En fait, ils ont partagé cette vidéo malicieusement éditée dans tout le Tibet. Mais dans un tournant inattendu, les Tibétains du plateau se réjouissent de cette vidéo, car ils peuvent enfin voir leur chef spirituel dont l'image est interdite depuis un demi-siècle. Cela souligne à quel point le gouvernement chinois connaît peu les Tibétains, et aussi le fait que de nombreuses cultures ne partagent pas le même vocabulaire sexuel. Quand je grandissais à Dharamsala, les jeunes hommes et les jeunes femmes se tenaient la main non pas entre eux mais avec leurs amis. Il n'y avait rien de sexuel ou de romantique là-dedans. Et toute sorte de baiser sexuel ou romantique en public était interdit dans la culture tibétaine traditionnelle - c'était tout simplement impensable. Le problème avec le Dalaï Lama est qu'après une vie d'adaptation à l'exil, il ne s'est toujours pas complètement adapté à la tyrannie des normes occidentales.

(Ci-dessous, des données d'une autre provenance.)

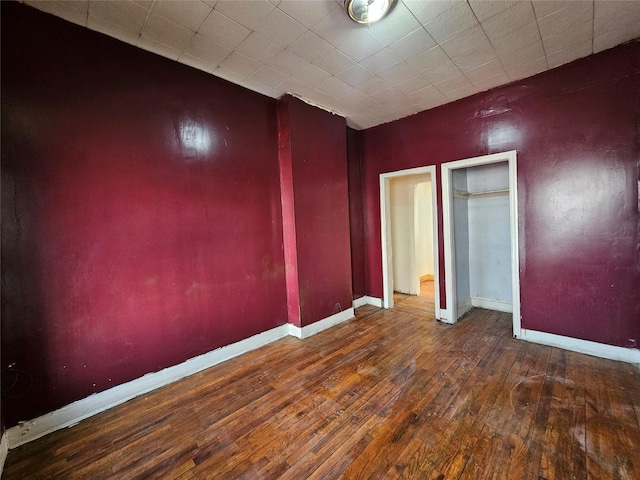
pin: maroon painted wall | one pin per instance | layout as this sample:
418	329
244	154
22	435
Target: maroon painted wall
576	130
141	216
320	194
356	217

C'était l'erreur du Dalaï Lama. Mais après tout, le réfugié ne peut jamais être parfait. Son état même est un état d'être dans l'erreur. Tout au long de l'histoire, le réfugié, l'exilé, a souvent été un bouc émissaire.

En particulier, le fardeau de la perfection est un problème qui tourmente le Tibet depuis le début. Notre problème n'était pas d'être une nation indépendante de la bonne manière, ou de ne pas être envahi de la bonne manière, ou de ne pas s'engager dans une manifestation non violente de la bonne manière. Ce que j'apprends lentement, c'est que ces problèmes ne se posent que dans les cas où il n'y a pas de volonté d'agir, seulement la moindre impulsion timide vers la justice qui est rapidement écrasée parce que c'est plus pratique.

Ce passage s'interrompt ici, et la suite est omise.